What I learn are two things:
First, the light I see is really a bunch of discrete light packets of different wavelenngths - colors - all rolled up into one so that it generally - in the case of a star - looks white, but with a slight tint of yellow or red or orange or blue - or sometimes maybe green or violet. The spectrum make these diffeent wavelengths apparent. Now youmight say that's the "real" world. I'd say it's just the world WE see - and that's the message of the spectroscope.
Which brings me to the second, more profound point, which is what I don't see. Visible light - we act as if that's something special - but it isn't. It's simply what we see. Our brains have evolved to process the energy that comes from a tiny part of the electro-magnetic spectrum and that's how we see the world - through this tiny window. And man, that begs the question, of what does the world really look like? The spectroscope gives me a partial answer. And thanks to a variety of other machines we know what a good deal of the rest of the world - the world in the direction of the infra red and radio waves and the world in the other direction, towards the ultra violet and X-rays and gamma rays - looks like.

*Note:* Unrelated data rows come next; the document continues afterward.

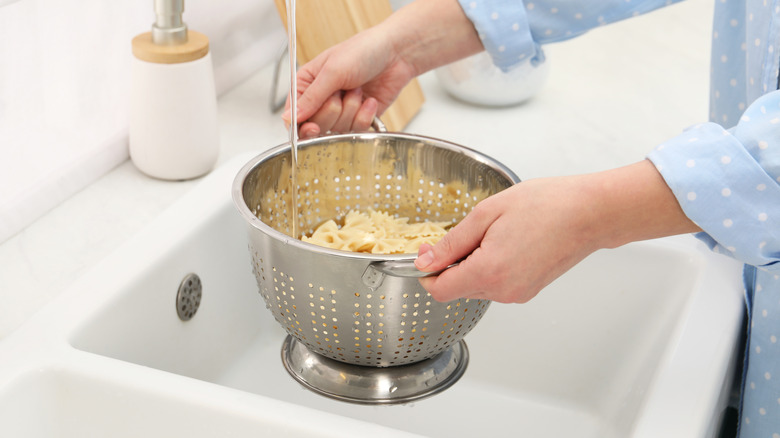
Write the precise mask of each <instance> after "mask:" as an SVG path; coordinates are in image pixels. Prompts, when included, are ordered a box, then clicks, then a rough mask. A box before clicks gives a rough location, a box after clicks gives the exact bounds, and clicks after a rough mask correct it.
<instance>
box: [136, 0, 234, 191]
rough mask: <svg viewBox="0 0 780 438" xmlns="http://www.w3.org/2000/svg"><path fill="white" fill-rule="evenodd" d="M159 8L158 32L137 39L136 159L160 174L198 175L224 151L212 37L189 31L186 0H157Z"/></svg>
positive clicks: (200, 174)
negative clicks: (209, 44) (184, 17)
mask: <svg viewBox="0 0 780 438" xmlns="http://www.w3.org/2000/svg"><path fill="white" fill-rule="evenodd" d="M154 9H155V13H156V16H157V17H156V20H155V22H154V24H153V25H152V31H151V32H146V33H143V34H140V35H138V36H136V37H135V38H133V41H132V47H133V59H132V71H131V74H132V84H131V90H130V115H129V117H130V120H129V128H128V130H129V132H128V134H129V143H130V159H131V160H132V161H133V163H134V164H135V166H136V167H137V168H138V169H139V170H141V171H142V172H144V173H145V174H147V175H149V176H152V177H155V178H160V179H166V180H186V179H191V178H196V177H198V176H201V175H204V174H206V173H208V172H209V171H210V170H211V169H212V168H213V167H214V164H215V163H216V161H217V156H218V155H219V130H218V126H217V99H216V89H215V86H214V71H213V67H212V63H211V53H210V51H209V40H208V38H207V37H206V36H205V35H203V34H201V33H198V32H195V31H192V30H188V29H187V25H186V24H185V23H184V22H183V20H182V14H183V12H184V0H154Z"/></svg>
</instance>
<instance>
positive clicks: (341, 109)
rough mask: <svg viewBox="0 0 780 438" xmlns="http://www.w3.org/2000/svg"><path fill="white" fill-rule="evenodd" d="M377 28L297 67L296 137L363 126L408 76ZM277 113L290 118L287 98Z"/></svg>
mask: <svg viewBox="0 0 780 438" xmlns="http://www.w3.org/2000/svg"><path fill="white" fill-rule="evenodd" d="M382 33H383V30H382V28H372V29H369V30H368V31H365V32H363V33H360V34H358V35H356V36H353V37H352V38H350V39H348V40H347V41H345V42H343V43H341V44H339V45H337V46H334V47H331V48H330V49H328V50H326V51H324V52H323V53H321V54H320V55H319V56H317V57H315V58H314V59H313V60H312V61H311V62H308V63H307V64H306V65H304V66H303V67H301V69H300V70H298V75H297V81H298V82H297V87H298V121H299V124H300V129H299V134H300V137H301V138H311V137H316V136H319V135H322V134H325V133H327V132H334V133H336V132H352V131H366V130H368V128H369V127H370V126H371V122H372V121H373V119H374V117H375V116H376V115H377V114H381V113H382V112H384V111H385V110H386V109H387V107H389V106H390V104H391V103H392V102H393V101H394V100H395V98H396V97H397V96H398V94H399V93H400V92H401V90H402V89H403V87H404V86H406V84H408V83H409V81H411V80H412V79H413V78H414V76H415V74H416V73H415V70H414V68H413V67H412V66H410V65H409V64H408V63H406V61H405V60H404V59H403V58H401V57H400V56H398V54H397V53H396V52H395V51H394V49H393V47H392V46H389V45H387V42H388V40H387V38H385V37H383V36H382ZM282 118H283V119H284V120H285V122H287V123H289V122H290V102H289V101H288V102H287V106H286V111H285V113H284V114H283V115H282ZM301 122H303V123H301Z"/></svg>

But that raises what is for me a much more profound question - just what is out there that we don't see and that our machines don't see? Is the electro-magnetic spectrum the be all and end all for transferring information? Or does it just happen to be that part of the information transfer we know how to receive?
And that's the sort of thing that goes through my head as I sip my tea and soak in the humidity on a quiet, early summer morning while watching the nuclear fires of distance stars burn peacefully, quietly shouting their existence to the consciousness of man - and I use all these wonderfully complex little device to get apeek at anothe world in where energy arrives in lots of different wavelengths.